TRAF2/TAK1/NF-κB signaling pathway is involved in HBx-induced IP-10 expression. A, HepG2 cells were transfected with HBx expression plasmids or mock plasmids. After 48 h, phosphorylation of TAK1 and IKKα was detected by Western blot. HepG2 cells stimulated with 100 ng/ml of lipopolysaccharide (LPS) for 30 min were used as positive control. B, semi-quantitative analysis of p-TAK1 and p-IKKα protein levels was performed by Band-Scan software 5.0, and expression of β-actin was used as control. This quantitative analysis represented the respective Western blot of the above (A). C, HepG2 cells were co-transfected with NF-κB or IP-10 promoter luciferase reporter plasmids and HBx expression plasmids or mock plasmids with or without the TAK1-specific inhibitor (5Z)-7-Oxozeaenol (50 nm). After 48 h, luciferase activity was measured. HepG2 cells stimulated with 100 ng/ml of LPS for 30 min were used as positive control. The luciferase activity of the cells co-transfected with mock plasmids pCMV-tag2 and the indicated report plasmids was set to 1.00, respectively.

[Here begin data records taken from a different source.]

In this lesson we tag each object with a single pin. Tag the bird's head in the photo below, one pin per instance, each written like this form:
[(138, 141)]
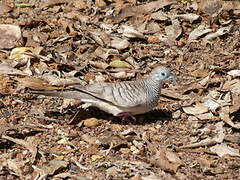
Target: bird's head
[(162, 74)]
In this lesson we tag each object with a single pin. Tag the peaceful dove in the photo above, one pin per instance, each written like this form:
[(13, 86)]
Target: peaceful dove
[(123, 99)]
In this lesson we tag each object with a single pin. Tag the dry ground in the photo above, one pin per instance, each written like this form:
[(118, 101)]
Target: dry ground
[(192, 134)]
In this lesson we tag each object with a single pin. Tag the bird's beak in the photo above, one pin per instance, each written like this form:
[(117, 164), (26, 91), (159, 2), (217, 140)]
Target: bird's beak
[(172, 78)]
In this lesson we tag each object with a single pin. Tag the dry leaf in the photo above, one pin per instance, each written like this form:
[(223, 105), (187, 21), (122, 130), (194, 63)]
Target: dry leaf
[(119, 43), (223, 149), (92, 122), (196, 109), (119, 64), (130, 32)]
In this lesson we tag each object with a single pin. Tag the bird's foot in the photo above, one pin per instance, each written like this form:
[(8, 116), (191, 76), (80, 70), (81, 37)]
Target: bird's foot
[(126, 115)]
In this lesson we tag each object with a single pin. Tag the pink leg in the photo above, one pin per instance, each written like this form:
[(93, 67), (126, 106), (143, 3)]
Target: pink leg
[(126, 115)]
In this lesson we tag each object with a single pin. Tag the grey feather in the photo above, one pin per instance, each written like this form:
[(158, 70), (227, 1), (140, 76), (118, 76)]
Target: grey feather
[(135, 97)]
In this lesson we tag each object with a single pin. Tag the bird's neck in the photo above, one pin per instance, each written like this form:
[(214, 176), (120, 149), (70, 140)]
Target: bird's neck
[(155, 85)]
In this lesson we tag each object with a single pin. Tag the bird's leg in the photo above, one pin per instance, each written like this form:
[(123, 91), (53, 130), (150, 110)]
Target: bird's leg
[(126, 115)]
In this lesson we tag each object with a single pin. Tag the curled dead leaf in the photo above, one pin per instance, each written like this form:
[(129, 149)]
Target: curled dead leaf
[(10, 36)]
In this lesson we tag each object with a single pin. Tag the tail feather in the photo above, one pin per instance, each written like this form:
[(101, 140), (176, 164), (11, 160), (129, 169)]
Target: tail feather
[(64, 94)]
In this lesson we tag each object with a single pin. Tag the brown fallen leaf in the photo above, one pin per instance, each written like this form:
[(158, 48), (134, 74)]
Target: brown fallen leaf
[(223, 149), (166, 160), (92, 122), (10, 36), (30, 145), (142, 9)]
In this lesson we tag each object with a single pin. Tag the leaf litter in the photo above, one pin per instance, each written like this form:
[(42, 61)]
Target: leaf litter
[(52, 44)]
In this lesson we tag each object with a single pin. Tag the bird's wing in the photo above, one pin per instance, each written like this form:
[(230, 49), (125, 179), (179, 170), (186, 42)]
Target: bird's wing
[(123, 94)]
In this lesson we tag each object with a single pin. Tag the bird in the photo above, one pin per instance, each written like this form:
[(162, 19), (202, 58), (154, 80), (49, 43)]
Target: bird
[(122, 99)]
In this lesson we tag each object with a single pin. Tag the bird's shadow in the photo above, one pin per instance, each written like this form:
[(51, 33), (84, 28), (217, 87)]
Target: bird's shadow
[(146, 118)]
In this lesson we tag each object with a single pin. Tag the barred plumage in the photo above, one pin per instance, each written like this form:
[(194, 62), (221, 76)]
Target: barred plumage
[(135, 97)]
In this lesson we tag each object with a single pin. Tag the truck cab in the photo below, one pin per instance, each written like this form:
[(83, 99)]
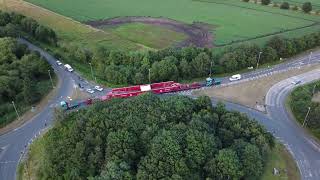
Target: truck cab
[(212, 81)]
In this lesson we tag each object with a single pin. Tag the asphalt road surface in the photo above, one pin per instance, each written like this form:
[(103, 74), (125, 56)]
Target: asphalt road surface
[(13, 144)]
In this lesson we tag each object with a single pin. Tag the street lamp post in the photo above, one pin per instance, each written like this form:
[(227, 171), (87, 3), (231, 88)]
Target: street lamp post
[(92, 72), (14, 106), (211, 68), (149, 76), (258, 59), (314, 89), (306, 118), (50, 78), (310, 55)]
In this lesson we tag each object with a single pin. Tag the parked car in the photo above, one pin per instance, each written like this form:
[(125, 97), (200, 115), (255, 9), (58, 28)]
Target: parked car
[(90, 91), (235, 77), (98, 88), (68, 67), (58, 63)]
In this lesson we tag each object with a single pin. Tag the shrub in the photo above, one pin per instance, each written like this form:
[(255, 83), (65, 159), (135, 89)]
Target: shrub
[(307, 7), (265, 2), (285, 5)]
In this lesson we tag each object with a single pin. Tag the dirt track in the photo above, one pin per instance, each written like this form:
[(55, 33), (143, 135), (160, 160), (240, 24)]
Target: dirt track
[(198, 33)]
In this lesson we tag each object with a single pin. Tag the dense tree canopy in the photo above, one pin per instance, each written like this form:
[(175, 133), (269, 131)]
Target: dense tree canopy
[(14, 25), (118, 67), (21, 72), (148, 137), (301, 100)]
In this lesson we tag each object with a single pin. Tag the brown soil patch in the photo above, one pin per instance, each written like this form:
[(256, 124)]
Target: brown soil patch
[(198, 33), (29, 115), (252, 93)]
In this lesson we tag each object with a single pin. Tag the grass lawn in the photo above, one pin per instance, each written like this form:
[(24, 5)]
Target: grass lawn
[(28, 168), (68, 30), (153, 36), (315, 3), (282, 160), (230, 17)]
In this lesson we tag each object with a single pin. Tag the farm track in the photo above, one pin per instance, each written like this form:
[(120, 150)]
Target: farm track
[(198, 33)]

D and E, the knockdown of TAK1 and TRAF2 genes. HepG2 cells were co-transfected with the HBx expression plasmid and TAK1 or TRAF2 siRNA for 48 h. The protein levels of TAK1 and TRAF2 were analyzed by Western blot, respectively (D), and quantified with Band-Scan software 5.0 against the internal control β-actin (E). F, HBx-expressing HepG2 cells were co-transfected with NF-κB or IP-10 promoter luciferase reporter plasmids and TAK1 siRNA or TRAF2 siRNA. 48 h later, luciferase activity was measured. The luciferase activity of cells co-transfected with mock siRNA and the indicated report plasmids was set to 1.00. In C and F, results are mean ± S.D. of three experiments performed in duplicate. Error bars represent S.D. *, p < 0.05, compared with mock plasmids. **, p < 0.01, compared with mock plasmids.

FIGURE 8.

HBx-induced IP-10 expression increases the chemotaxis. Supernatants from HepG2 cells transfected with the indicated plasmid cells were added to the lower chamber of transwell plates, and PBLs were placed in the upper chamber. The lower chamber was in the presence of neutralizing anti-IP-10 antibody or control antibody. After a 4-h incubation, the number of migrated cells was counted in three randomly selected fields per well. Recombinant IP-10 (10 ng/ml) and antibody alone (10 μg/ml) were used as positive and negative controls, respectively. The number of migrated cells in response to supernatants from HepG2 cells transfected with the pCMV-tag was set to 100%. Results are mean ± S.D. of three experiments performed in duplicate. *, a statistically significant difference from mock plasmids (p < 0.05). Error bars represent S.D. **, a statistically significant difference from mock plasmids (p < 0.01).